Having already taken up too much space, I will leave it here.

As to your last request for a more substantive engagement with the content of your paper beyond the introductory methodological issues, I will plead for patience, with hopes to give you a proper response in coming weeks. The focus on your introduction was intentional, as it so nicely demonstrated the connection with last year’s conference precisely in relation to our framing questions. However, I can give you a short yet incomplete answer to your questions here (leading to more questions): “yes, but—.” Yes, you bring very compelling philosophical plausibility to the doctrine of the trinity. But I skew Kierkegaardian, here (hopeless, I know); IF Christian doctrine such as the trinity is itself to be only a self-critical repetition of a highly questionable human witness to unaccountable and improbable divine action in history (and even more, IF that action has in fact occurred; is “actual”), then I’m not sure it is the task of theology to make said doctrine more philosophically plausible, for wouldn’t such plausibility necessarily “dismiss” the possibility (and so actuality) of said unaccountable and improbable divine action in history “from the outset?”

Likewise: yes, you persuade me that Hindus and Buddhists can help Christians do Christian theology, IF the work of theology begins with a question, e.g., the question of divine incarnation: does God take a body? Is this possible? How might it be possible? How might it be plausible? (your own example of a comparative theology project between a Barthian and a Hindu, by way of Francis X. Clooney, S.J.) But what IF Christian theology does not begin with (open) questions, e.g., of whether God takes a body, but begins with (constraining) witness—e.g., the report that God has in fact taken a body (and indeed, its crazier than that: not a body but the body of Jesus of Nazareth, and further, not “taken a body” as a provisional and discardable outer garment—behavior somewhat permissible for a proper if idiosyncratic and capricious divinity—but become this full human person—body and soul—in full, irreversible hypostatic unity for all eternity, etc., etc., you know the drill)? This latter IF is of course Barth’s a posteriori methodology; and this suggests, does it not, that a Barthian could only venture a comparative theological project as you’ve framed it—“beginning with the question”—by ceasing to be a Barthian (from the outset)?

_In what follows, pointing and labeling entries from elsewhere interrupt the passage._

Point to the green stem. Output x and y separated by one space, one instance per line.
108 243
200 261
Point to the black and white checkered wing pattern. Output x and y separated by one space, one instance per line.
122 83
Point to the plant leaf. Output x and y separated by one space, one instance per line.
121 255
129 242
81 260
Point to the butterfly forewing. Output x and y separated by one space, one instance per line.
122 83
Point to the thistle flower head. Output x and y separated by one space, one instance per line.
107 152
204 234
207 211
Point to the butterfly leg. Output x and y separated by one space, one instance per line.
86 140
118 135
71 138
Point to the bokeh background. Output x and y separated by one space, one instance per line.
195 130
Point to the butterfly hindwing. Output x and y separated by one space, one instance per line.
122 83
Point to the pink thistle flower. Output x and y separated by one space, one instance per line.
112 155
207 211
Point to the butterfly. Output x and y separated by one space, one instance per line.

Now I am NOT saying here that Hindus and Buddhists cannot help Christians who skew more Barthian than Tillichian do Christian theology (I really don’t know, and am curious as to how it might work); I’m simply suggesting that if they can it would play out differently than you seem to be suggesting here. I close, then, with a rephrasing of my closing question from last time: IF I am a Barthian—or a run-of-the-mill Christian schmo silly enough to actually believe the incarnational mumbo-jumbo in the parentheses above; or a run-of-the-mill religious practitioner of another religion similarly devout in relation to its own mumbo-jumbo—and the table of comparative theology (and/or religious pluralism) is set for a meal of philosophical (and ethical) plausibility, am I—are we—dismissed from the outset?